Kehidupan warga Nahdlatul Ulama (NU) sangat akrab dengan tembakau. Untuk mengurangi risiko kesehatan dan ketergantungan pada rokok, kini Lembaga Kajian dan Pengembangan Sumber Daya Manusia (Lakpesdam) PBNU mendukung inovasi produk tembakau alternatif seperti rokok elektrik.
Seperti yang diutarakan salah satu Tim Penulis Lakpesdam PBNU, Idris Masudi kepada detikcom saat menjadi pembicara pada bedah buku fikih tembakau. Bedah buku ‘Kebijakan Produk Tembakau Alternatif di Indonesia’ di Ponpes Lirboyo, Kota Kediri.
“Penelitian ini, menghasilkan sejumlah temuan terkait konsep pengurangan risiko pada produk tembakau alternatif,” kata Idris, Senin (18/2/2019).
Menurut Idris, kehidupan warga NU sangat akrab dengan tembakau. Bukan saja karena banyak warga NU yang merokok, tetapi juga tidak sedikit yang kehidupan ekonominya bergantung pada tembakau.
“Dengan begitu, dibutuhkan berbagai inovasi dalam upaya mempertahankan kiprah sektor tembakau. Bahkan, pada saat yang sama mendorong pengurangan risiko kesehatan, terutama kebiasaan merokok,” imbuhnya
Idris mengatakan, sejumlah negara di berbagai belahan dunia telah melakukan riset dan kajian mendalam mengenai produk tembakau alternatif. Apalagi, produk tersebut telah tersedia di negara-negara maju. Seperti Inggris, Jepang, dan negara-negara Eropa lainnya.

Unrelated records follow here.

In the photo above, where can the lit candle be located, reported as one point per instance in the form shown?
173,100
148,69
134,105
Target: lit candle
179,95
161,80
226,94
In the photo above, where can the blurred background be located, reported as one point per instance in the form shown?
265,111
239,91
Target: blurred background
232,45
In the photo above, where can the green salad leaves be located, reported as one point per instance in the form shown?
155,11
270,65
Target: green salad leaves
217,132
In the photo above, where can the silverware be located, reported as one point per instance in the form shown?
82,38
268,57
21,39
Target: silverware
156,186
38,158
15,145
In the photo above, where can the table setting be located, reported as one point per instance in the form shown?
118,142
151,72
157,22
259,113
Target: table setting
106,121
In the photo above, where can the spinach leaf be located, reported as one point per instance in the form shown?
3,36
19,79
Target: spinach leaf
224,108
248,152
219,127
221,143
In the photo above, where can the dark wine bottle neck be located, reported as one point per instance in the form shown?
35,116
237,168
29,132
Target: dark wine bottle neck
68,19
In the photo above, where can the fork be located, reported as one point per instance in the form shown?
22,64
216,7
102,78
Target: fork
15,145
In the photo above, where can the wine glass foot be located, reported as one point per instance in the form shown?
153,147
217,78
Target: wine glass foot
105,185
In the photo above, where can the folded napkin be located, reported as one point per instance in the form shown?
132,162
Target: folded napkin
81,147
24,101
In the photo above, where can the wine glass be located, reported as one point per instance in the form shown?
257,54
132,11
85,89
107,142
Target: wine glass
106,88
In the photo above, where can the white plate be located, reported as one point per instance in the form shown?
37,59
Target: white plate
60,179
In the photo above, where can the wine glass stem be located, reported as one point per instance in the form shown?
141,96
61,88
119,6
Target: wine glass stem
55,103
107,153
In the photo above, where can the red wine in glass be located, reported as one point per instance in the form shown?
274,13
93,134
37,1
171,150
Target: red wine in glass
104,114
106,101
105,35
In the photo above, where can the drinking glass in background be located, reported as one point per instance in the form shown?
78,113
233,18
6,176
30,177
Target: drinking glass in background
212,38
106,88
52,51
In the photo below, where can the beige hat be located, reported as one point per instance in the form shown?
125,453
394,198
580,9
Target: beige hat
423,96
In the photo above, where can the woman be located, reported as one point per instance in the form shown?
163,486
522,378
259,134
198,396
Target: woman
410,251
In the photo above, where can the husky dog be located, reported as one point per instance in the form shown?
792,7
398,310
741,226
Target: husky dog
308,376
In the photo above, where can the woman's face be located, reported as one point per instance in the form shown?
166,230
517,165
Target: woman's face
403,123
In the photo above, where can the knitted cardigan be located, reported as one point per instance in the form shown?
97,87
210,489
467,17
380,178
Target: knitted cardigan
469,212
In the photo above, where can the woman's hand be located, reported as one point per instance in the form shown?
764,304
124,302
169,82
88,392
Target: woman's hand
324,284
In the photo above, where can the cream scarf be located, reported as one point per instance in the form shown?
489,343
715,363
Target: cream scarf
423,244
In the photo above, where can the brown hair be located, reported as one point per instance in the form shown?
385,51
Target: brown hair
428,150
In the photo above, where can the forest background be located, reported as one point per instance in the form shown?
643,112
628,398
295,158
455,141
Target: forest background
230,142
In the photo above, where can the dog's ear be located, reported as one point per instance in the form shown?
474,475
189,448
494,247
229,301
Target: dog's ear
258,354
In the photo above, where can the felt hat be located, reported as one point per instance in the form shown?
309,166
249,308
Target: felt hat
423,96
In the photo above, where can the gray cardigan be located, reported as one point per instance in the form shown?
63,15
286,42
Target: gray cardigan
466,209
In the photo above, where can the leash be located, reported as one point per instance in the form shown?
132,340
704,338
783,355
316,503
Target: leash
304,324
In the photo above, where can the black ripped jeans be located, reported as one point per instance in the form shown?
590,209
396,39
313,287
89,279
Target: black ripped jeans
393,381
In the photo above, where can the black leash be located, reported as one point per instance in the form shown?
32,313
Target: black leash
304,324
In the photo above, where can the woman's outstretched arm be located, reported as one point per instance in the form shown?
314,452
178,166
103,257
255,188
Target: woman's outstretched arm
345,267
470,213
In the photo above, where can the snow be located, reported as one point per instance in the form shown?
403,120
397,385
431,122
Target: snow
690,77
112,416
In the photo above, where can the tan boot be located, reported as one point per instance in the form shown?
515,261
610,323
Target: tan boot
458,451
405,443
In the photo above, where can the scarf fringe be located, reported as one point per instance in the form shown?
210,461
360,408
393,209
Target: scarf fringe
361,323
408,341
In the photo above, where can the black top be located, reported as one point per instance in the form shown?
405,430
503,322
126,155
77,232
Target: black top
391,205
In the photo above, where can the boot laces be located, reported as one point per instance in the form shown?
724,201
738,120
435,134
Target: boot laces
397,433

“Begitu juga dengan negara Muslim seperti Palestina dan Kazakhstan yang telah menyediakan produk tembakau alternatif yang diyakini mampu mengurangi risiko bagi kesehatan,” katanya.
Menurut Dewan Perumus Lembaga Bahtsul Masail PBNU, KH Azizi Hasbullah, perlu ada pembahasan lebih dalam mengenai hukum produk tembakau alternatif. Sejauh ini, PBNU baru menerbitkan hukum untuk rokok konvensional.
Dengan kegiatan bedah buku hasil penelitian Lakpesdam PBNU terkait produk tembakau alternatif ini, diharapkan seluruh warga NU khususnya di wilayah Kediri dapat memiliki referensi yang kuat mengenai topik tersebut.
“Selain aspek agama, Lakpesdam PBNU menemukan fakta bahwa regulasi yang ada saat ini belum kondusif bagi perkembangan produk tembakau alternatif,” kata Azizi yang juga pengasuh Ponpes Lirboyo.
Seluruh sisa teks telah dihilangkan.